Меня сады интересовали мало, но мне было отрадно видеть Анжело настолько счастливым. Я подошел к окну и встал у него за спиной, а он откинулся на меня. Нам была видна бóльшая часть вымощенной тусклым кирпичом площади, которую окружали серые здания, построенные в едином стиле и с расположенными на одном уровне окнами. Под большинством окон были ящики для цветов, но в это время года в них, конечно же, ничего не росло. В центре площади одиноко стояла огромная колонна со статуей наверху.

После поездок по Америке у меня сложилось мнение, что все города похожи. Но тут западом США и не пахло.

– Что это за колонна? – спросил я.

– Наполеон воздвиг ее после битвы при Аустерлице. В честь победы. Они взяли пушки противника и переплавили их вон на те бронзовые барельефы.

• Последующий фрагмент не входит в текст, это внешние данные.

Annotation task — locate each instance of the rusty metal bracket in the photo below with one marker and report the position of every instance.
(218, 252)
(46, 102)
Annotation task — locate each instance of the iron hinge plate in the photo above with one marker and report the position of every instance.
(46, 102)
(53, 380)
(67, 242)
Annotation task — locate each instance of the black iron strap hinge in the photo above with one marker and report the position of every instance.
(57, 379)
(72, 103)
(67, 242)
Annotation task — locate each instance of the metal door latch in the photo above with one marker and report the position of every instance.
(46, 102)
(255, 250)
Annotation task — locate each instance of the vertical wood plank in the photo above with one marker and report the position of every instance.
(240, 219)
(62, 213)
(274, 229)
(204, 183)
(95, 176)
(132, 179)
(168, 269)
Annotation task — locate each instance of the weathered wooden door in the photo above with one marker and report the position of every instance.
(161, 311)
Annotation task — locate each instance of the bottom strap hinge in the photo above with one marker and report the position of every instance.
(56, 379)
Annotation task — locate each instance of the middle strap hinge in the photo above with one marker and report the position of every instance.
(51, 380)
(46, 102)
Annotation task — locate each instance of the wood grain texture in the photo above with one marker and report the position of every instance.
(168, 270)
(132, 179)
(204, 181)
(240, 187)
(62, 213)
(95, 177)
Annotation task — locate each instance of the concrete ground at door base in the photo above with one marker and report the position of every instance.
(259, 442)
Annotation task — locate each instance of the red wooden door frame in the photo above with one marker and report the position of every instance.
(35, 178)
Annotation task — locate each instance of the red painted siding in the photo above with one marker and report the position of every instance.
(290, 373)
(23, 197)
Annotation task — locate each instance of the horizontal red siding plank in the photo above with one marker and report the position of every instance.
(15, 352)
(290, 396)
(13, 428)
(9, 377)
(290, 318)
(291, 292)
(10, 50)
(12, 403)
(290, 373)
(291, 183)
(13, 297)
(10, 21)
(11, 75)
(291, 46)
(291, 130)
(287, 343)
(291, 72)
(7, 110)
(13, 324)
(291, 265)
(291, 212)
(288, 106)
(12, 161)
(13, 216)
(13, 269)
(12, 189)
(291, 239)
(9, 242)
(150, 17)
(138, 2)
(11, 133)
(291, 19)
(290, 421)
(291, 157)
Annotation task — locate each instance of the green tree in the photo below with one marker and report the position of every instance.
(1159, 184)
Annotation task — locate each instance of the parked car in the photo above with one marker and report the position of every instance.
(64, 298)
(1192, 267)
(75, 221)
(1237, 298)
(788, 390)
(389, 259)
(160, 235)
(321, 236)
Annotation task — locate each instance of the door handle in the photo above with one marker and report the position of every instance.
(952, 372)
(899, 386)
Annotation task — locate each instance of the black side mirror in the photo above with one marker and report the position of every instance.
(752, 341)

– Значит там наверху Наполеон?

– Ага. Правда, это не оригинальная статуя. Старую вроде свалили. Не знаю, из-за чего. Но потом поставили новую. – Он повернул голову и, взглянув на меня, усмехнулся. – Если, конечно, после выхода моей книжки не случилось никаких других перемен.

– Напомни мне впредь задавать подобные вопросы Коулу, умник, – ответил я, и он рассмеялся. – Что он сказал тебе? – спросил я.

– Когда?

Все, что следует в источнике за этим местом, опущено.